Test statistics Because effect concentrations are statistically derived values, information concerning the statistics was used as a criterion for data selection. Studies that do not report test statistics but present trust-worthy data are rated as reliable with restrictions (Q2). Studies that do not report test statistics and do not present a dose-response analysis are rated as unreliable (Q3).

Test design Data without treatment replication or with pseudo-replication were not used (Q3).

Type of test (duration, endpoints covered) Only reliable endpoints from properly conducted chronic tests were considered. Toxicological (sub)lethal endpoints which affect the species at population level were taken into account (i.e. survival, development, reproduction and growth). Historically, chronic exposure has been defined as > 4 days for all invertebrates and fish. With respect to this assessment, the arbitrary selection of this exposure period has been reviewed in light of the sensitivity of the endpoint and the duration of the life stage under assessment. For example, early life stages tests (embryos, larvae) of 24-48 hours have been included in this assessment because of their expected higher sensitivity towards pollutants. Sperm cells and fertilized eggs tests of a few hours were also considered as chronic data.

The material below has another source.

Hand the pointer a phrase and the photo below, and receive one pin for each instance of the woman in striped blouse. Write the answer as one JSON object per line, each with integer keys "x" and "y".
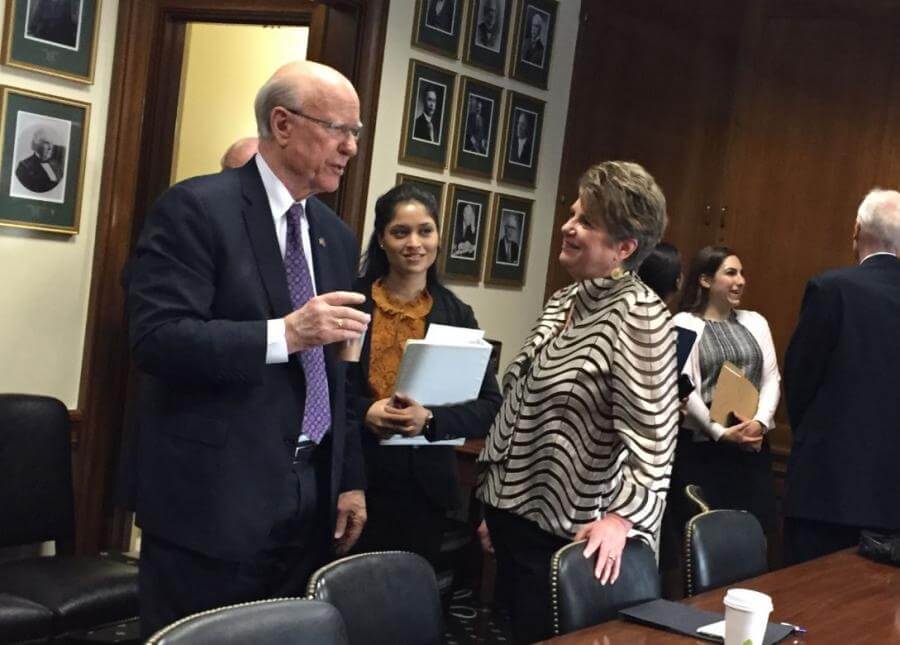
{"x": 582, "y": 446}
{"x": 732, "y": 464}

Indeed, abnormal development can be observed within this time frame (e.g. in molluscs, echinoderms), and the continuation of these tests would derive no additional information which could provide protection for the environment. For algae, and according to ASTM guidelines, data reporting growth rates < 1 in the control were not used.

Origin of test species: The culture and test conditions are considered more relevant than the geographical origin of the species and the OECD guidelines recommend the use of a number of “standard” species which do not have a world-wide distribution. Moreover, using the origin of species as criterion would considerably reduce the dataset and limit the data to only a few species / taxa, which may obscure variation in sensitivity. Therefore, the geographical origin of the test species has not been used as selection criterion. Organisms collected at contaminated sites were not used in the analysis. Only results from unpolluted test media were used.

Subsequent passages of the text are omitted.